One thing that attitude is built upon is Wilson depleting the prospect pool through trades designed to win now. Another is the assumption that two summers from now the team will be faced with the proposition of either resigning or letting go the top two picks of the very strong 1997 NHL draft.
But the Sharks are not without young talent. They can choose to let Dan Boyle, Joe Thornton and Patrick Marleau (38, 35 and 35 respectively before the next season) go. They will have enough support for the two players they must resign, Logan Couture and Joe Pavelski, neither of which will be 30.
Outside of those two obvious choices about young talent, there are several others that have a good chance of rising to that impact level. Five of them would truly be considered breakout stars—players who have not yet been everyday starters but could be ready to play roles in the top half of the depth chart in two years.
Justin Braun may seem like an obvious choice for a breakout star, given what he has already shown the San Jose Sharks. Or he may seem like he should be omitted from this list because he is too much of a proven quantity.
However, he spent one-fifth of last season scratched. He has never been used for anything more than a third-pair role, finishing fifth on the blue line in ice time last season. Making a jump to a top-three role would be breaking out.
San Jose will be able to let Dan Boyle go in the summer of 2014 because Braun will have proven he is ready to compete with Marc-Edouard Vlasic for the No. 2 spot. He will have similar strong positioning and puck-moving abilities, with Braun making fewer defensive plays but offering more offensively.
Alex Stalock is already a perfect NHL goaltender. In one relief appearance for Antti Niemi, he turned away all nine shots and got the comeback win.
Shortly afterward he was sent back to the minors, where he suffered a freakish, awful injury. After tough rehab to fully recover from severed tendons and nerves, he got back onto the ice last spring.
While Stalock has yet to return to the level of play that made him one of the league's top goalie prospects, he has regained that status simply because he did show he can play again. The fact that his development was halted for more than a year helped the Sharks delay their having to make a decision on him.
Backup Thomas Greiss has one year left in his minimum contract before becoming an unrestricted free agent. Unless Niemi has a bad enough season for the Sharks to think he cannot take the next step of anchoring a team's defence from October through June, Greiss will go somewhere he can compete for the No. 1 job.
Whether Niemi or Greiss is gone, it opens the door for Stalock. As a restricted free agent who will still not be NHL-proven, he will be easily retained by San Jose. He will get his chance in the backup role and could give the Sharks flexibility to move on from the more-costly Niemi before his contract expires.
Tommy Wingels had just six points in just 33 games last year for the San Jose Sharks. Prior to that, he had five games and no points.
But the 23 year old showed great skating ability and an ability to be physical. He registered by far the most hits per game and minute. He was a presence in front of his own net.
I believe he makes the jump to the third line for the upcoming season. Even if the team resigns Ryane Clowe next summer, Wingels will be ready to challenge him and Martin Havlat for ice time the following season.

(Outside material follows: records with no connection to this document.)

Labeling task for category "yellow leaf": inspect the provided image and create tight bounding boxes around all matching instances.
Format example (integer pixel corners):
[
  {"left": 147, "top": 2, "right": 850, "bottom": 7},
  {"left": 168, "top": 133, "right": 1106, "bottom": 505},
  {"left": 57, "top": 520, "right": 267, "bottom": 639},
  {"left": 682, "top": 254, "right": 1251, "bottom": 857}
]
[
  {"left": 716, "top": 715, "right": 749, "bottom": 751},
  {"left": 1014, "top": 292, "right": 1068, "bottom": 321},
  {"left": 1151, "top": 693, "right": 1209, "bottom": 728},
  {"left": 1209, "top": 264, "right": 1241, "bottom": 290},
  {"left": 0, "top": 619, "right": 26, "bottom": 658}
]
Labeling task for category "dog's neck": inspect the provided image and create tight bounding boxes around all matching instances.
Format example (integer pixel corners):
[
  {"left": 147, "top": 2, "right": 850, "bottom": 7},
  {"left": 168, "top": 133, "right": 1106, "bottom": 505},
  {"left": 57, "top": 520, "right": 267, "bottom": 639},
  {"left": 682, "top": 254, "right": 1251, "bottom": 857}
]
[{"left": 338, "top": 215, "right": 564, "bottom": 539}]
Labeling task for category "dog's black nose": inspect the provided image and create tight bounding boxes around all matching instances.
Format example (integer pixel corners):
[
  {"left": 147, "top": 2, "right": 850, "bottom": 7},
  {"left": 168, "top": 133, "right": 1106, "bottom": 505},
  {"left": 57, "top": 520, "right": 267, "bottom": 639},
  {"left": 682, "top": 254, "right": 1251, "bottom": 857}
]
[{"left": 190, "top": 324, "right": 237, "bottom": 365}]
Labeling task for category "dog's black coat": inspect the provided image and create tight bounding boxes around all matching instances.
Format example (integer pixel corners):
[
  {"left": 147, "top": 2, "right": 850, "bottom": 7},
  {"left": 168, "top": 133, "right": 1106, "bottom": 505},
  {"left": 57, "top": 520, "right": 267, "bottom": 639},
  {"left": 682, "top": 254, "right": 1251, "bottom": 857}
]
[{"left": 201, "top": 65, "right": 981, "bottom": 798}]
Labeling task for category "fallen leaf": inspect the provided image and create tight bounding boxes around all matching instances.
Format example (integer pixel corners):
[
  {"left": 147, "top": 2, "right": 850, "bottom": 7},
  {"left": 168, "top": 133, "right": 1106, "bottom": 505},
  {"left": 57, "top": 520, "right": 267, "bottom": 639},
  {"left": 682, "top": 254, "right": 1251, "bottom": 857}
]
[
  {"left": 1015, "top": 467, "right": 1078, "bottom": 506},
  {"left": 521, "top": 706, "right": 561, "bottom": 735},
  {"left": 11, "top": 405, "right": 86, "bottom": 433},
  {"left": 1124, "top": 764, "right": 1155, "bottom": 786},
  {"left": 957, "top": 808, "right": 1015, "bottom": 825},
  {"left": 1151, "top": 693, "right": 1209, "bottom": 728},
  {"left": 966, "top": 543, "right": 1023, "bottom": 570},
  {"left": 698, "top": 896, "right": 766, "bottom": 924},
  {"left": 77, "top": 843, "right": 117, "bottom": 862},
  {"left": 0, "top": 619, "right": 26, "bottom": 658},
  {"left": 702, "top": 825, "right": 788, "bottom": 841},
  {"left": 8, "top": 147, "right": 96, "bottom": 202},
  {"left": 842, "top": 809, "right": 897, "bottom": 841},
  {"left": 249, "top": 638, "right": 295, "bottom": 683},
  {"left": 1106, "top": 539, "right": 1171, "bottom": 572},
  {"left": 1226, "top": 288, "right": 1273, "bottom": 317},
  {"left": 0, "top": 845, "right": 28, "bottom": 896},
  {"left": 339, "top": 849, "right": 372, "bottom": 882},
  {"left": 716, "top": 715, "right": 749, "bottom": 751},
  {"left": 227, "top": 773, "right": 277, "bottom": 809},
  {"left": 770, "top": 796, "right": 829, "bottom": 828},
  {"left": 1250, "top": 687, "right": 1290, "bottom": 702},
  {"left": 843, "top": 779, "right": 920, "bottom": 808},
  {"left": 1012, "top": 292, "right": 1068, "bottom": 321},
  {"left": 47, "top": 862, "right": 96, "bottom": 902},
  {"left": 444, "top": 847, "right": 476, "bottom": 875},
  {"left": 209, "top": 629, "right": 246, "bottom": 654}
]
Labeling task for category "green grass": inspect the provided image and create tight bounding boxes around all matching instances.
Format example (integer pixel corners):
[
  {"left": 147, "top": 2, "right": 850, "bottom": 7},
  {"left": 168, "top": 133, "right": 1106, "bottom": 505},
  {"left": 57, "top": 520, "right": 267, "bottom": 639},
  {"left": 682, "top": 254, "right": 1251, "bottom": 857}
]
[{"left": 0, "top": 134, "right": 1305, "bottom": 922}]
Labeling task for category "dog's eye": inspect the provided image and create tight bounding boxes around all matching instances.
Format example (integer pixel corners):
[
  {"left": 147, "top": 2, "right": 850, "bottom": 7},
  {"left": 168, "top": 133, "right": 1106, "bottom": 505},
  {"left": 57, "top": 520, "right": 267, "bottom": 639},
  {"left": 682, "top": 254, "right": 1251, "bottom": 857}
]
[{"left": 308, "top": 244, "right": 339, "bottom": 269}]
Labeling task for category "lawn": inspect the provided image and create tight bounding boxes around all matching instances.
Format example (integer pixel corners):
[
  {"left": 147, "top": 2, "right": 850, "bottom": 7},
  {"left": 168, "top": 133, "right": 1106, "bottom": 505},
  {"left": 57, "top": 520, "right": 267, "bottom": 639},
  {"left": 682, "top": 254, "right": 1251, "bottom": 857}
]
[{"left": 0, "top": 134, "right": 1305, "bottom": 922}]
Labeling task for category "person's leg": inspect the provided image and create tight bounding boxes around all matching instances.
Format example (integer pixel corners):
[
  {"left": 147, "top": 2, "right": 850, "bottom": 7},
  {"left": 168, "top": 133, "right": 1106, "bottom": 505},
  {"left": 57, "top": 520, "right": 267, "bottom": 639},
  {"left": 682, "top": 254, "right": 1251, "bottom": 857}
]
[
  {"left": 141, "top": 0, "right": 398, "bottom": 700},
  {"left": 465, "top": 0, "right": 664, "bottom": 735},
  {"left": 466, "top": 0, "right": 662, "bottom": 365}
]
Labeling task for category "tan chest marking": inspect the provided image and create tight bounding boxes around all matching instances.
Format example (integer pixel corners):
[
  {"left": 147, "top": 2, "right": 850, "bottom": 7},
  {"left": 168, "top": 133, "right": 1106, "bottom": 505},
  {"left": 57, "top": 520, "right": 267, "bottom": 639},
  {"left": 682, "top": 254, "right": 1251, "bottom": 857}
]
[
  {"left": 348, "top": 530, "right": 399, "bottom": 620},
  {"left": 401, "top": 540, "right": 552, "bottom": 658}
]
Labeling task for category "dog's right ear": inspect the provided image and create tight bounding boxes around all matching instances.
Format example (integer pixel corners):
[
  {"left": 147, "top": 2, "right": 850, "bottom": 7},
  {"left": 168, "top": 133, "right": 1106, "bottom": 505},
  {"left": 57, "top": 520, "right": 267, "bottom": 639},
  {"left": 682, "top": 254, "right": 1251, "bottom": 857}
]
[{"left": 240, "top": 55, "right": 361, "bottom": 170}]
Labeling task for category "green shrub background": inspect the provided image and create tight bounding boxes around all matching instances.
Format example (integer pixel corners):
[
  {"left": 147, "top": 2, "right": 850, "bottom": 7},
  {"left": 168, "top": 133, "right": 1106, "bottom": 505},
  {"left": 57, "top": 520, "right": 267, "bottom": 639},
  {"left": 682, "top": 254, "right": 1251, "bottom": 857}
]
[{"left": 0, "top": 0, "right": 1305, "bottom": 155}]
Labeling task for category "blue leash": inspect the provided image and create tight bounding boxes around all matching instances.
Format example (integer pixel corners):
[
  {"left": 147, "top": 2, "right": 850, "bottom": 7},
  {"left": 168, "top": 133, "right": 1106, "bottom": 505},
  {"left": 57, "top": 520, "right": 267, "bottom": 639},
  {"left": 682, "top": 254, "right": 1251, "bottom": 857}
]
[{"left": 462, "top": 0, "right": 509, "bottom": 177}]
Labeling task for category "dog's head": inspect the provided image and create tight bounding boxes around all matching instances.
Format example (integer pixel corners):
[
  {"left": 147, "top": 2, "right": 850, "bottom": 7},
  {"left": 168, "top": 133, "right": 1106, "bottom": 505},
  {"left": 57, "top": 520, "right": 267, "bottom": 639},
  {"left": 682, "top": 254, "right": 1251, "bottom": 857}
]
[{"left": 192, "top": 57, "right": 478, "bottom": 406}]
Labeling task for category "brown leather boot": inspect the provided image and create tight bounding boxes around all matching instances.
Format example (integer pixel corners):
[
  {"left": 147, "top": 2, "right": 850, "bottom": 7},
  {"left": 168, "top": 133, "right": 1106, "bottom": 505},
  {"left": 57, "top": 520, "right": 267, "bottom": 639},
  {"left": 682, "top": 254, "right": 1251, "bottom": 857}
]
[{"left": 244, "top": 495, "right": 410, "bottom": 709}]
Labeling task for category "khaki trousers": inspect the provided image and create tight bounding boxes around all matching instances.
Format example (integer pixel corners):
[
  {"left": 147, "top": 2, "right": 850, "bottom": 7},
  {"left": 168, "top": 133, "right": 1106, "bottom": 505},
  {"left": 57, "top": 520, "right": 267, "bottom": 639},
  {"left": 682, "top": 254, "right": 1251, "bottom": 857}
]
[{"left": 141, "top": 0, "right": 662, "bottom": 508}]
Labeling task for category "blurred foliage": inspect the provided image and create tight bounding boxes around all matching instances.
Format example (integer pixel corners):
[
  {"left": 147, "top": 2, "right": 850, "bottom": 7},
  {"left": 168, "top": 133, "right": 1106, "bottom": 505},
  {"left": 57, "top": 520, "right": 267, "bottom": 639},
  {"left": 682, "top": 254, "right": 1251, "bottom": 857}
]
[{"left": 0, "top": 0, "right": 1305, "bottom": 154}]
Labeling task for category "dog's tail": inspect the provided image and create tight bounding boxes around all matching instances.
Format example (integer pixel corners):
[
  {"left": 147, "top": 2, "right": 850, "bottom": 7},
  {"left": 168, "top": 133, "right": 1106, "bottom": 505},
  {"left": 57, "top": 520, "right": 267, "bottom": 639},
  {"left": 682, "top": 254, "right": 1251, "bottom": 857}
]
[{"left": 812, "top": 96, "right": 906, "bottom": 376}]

By the time Patrick Marleau embarks on his new contract, Wingels may be better. As a restricted free agent, he will certainly cost less. That combination may spell the end of Patty's time with the franchise.
At 6'2" and 19 years old, 2012 first-round pick Tomas Hertl is the San Jose Sharks prospect most physically capable of playing in the NHL. He is a good skater and has already shown an ability to compete well on both ends in European play.

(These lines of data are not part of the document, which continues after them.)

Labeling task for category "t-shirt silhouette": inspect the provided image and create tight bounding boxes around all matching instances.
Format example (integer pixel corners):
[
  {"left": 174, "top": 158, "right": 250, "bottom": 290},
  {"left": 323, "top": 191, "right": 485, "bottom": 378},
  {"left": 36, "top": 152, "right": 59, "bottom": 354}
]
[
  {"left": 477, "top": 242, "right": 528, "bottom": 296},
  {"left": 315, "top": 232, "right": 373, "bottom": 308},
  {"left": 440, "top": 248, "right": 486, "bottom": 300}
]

He is expected to spend this coming season playing again in his native Czech Republic. But considering San Jose could lose Ryane Clowe, Michal Handzus, Andrew Desjardins and T.J. Galiardi next summer, chances are there will be at least one opening for him.
At the very least, expect him to be ready to play a pivotal role on the fourth line in 2013-14. I think he can make the jump to the second line before the end of the following season should the Sharks choose to let Joe Thornton and/or Patrick Marleau go.
With their first pick of the 2011 NHL Draft (second round), the San Jose Sharks selected Matthiew Nieto.
He collected 63 points in 59 games with the U.S. National Under-18 team. He followed it with 10 goals and 13 assists as a freshman for Boston University against some of the best college competition one could face.
Last season, he ramped that up to 42 points in 37 games. While he is likely to play his junior year at BU, he has a chance to make an impact before the summer of 2014.
If he continues to improve as he has, he could leave college early enough for a late baptism to the NHL this coming spring. He almost certainly makes his NHL debut no later than the next season, and has the scoring ability to make it to the second line by the time the following season starts.